Tom Newton, executive director of the California News Publishers Association, summarizes the impact a publisher plays in a small town, as well as his long history with the CNPA.
“I think many folks are drawn to newspapers because they want to make a difference in their community, to help people and to fix things that aren’t right. With passion, grace and humor, Newt Wallace did all that and more for the people of Winters for more than seven decades.
“If you met Newt, certain things jumped right out at you: He loved journalism and his newspaper, his community, a good conversation and a good joke.
“As a small weekly newspaper publisher, Newt rose to become president of the California Newspaper Publishers Association in 1964. It was reported his acceptance speech at CNPA’s annual meeting was such a hit he took it on the road to Rotary Clubs throughout the state. He asked for a $100 honorarium from each club, which he donated to CNPA’s newspaper scholarship fund.
“The CNPA history books say that some members were concerned that CNPA would be led by a publisher of a small 900 circulation weekly. During his term, Newt personally visited 104 member newspapers, raised $12,000 to restore the Columbia Gazette and supported the establishment of the UC Berkeley School of Journalism. He said CNPA members learned ‘weeklies had a place in the system.’
Former Winters Mayor and City Councilman Woody Fridae remembers the integrity with which Newt approached the local news and the town as a whole.
“Newt was a one of a kind, no-nonsense character in town. He was not only the repository of decades of Winters history, he was part of that history.”
Fridae is serving on the Winters Historical Society, which plans to establish a Winters Museum, in which Newt will certainly be commemorated when finished.
“I’m sad that he won’t be around to see our new museum take shape,” said Fridae.
City Manager John Donlevy also expressed appreciation for Newt’s role in the community, and the part he played in recording Winters history.
“Without question, the Winters Express under the leadership of Newt Wallace has been the defining influence for the City of Winters over the past almost 70 years. Newt as the publisher made a weekly publication that has told the story of our community and the generations of people who make it special.
“Newt, Ida and the entire Wallace family have given Winters the gift of recording our history. They also helped set the tone and culture of a very civil town where everyone knows each other and is proud to call Winters their home. People know each other because the Winters Express lets us know about each other.

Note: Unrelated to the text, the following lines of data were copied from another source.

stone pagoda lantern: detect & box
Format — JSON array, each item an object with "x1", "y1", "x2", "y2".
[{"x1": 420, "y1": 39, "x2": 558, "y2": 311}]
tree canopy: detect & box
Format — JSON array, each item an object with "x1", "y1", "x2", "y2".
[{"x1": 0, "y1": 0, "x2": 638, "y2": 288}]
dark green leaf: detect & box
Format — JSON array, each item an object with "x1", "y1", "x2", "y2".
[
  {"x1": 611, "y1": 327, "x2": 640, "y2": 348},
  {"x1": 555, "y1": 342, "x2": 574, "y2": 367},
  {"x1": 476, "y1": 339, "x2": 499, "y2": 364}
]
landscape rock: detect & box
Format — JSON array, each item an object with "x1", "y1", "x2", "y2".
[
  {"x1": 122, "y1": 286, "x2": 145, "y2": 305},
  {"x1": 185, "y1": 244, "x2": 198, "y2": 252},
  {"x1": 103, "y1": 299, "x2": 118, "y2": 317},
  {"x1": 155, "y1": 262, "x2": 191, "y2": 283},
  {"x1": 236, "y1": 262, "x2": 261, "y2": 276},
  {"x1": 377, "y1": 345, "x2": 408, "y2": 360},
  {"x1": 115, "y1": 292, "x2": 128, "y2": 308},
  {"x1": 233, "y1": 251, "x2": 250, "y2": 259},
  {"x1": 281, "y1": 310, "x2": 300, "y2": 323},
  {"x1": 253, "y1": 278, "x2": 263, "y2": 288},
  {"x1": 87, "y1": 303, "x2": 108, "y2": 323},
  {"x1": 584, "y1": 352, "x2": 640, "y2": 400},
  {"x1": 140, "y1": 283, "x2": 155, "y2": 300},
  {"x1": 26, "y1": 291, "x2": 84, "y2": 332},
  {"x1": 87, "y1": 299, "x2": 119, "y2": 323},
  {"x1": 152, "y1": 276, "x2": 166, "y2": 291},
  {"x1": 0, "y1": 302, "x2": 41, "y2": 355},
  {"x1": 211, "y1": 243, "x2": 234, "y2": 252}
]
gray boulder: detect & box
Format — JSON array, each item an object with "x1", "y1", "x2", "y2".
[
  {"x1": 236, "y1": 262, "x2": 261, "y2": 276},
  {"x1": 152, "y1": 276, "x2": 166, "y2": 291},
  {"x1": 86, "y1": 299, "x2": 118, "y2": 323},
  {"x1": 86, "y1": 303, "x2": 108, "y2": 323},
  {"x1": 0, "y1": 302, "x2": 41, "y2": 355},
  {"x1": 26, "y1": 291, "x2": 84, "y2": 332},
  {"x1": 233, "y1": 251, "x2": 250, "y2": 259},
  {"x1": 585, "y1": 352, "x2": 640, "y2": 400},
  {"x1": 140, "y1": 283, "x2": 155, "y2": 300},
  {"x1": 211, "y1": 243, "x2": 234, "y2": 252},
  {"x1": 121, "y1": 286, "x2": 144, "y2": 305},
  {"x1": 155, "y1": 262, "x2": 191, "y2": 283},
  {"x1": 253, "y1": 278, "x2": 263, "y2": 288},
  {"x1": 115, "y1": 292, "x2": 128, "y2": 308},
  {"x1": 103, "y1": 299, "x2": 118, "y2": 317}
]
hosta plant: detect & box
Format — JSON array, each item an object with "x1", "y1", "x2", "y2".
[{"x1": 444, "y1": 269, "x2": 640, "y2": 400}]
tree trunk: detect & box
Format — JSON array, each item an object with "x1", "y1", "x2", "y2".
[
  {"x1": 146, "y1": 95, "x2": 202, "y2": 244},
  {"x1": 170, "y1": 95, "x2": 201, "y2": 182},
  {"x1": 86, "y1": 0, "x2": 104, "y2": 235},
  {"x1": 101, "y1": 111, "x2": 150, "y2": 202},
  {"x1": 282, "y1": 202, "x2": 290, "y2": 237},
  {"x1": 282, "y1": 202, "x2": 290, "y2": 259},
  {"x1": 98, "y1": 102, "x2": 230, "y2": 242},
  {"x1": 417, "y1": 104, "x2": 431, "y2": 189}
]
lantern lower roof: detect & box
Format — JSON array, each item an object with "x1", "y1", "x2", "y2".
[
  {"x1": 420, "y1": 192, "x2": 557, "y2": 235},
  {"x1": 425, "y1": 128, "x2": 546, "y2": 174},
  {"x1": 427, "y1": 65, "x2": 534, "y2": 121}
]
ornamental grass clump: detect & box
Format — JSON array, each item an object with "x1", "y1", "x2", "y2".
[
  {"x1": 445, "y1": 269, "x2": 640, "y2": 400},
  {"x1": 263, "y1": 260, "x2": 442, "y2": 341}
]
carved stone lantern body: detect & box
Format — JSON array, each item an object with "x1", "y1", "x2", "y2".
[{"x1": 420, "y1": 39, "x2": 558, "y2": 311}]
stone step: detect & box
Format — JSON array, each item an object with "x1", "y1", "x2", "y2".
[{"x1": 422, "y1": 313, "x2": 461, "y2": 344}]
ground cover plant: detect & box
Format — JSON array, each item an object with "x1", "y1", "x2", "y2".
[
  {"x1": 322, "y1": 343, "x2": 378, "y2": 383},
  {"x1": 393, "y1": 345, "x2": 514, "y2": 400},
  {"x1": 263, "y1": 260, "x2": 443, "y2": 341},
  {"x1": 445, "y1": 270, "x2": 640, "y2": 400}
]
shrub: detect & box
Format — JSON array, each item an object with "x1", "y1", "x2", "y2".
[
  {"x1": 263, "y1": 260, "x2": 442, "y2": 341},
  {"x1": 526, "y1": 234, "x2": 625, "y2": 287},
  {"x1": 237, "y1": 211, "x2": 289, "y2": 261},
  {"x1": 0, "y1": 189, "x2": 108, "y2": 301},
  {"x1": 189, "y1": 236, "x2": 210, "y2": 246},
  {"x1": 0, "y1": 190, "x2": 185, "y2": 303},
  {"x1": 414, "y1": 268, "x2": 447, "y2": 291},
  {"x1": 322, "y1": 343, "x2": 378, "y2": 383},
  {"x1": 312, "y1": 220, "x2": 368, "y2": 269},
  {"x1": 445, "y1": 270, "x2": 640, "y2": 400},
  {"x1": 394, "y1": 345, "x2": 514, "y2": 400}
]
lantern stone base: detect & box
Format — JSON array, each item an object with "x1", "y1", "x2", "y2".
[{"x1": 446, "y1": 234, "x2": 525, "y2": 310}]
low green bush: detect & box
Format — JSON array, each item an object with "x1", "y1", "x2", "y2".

“Newt was an incredible gentleman who opened up the Winters Express each Friday the 13th for everyone from the most politically connected to any subscriber to share a drink and feel at home. He was the guy who delivered not only all of the downtown papers, but also the obituary notices for each resident. From the Yesteryear column to the weather, Newt reminded us of our past, our present and the future.
“Newt may have been the oldest paperboy in the world, but more importantly, he was the patriarch of a family that has helped make Winters the incredible community it is. The Wallaces and the Winters Express are the glue which binds us in words, memories and, most importantly, as a community.
“If there is a heaven, I hope Ida and Newt are reunited in all their glory and that they publish a weekly publication that will undoubtedly make heaven a little smaller and kinder place.”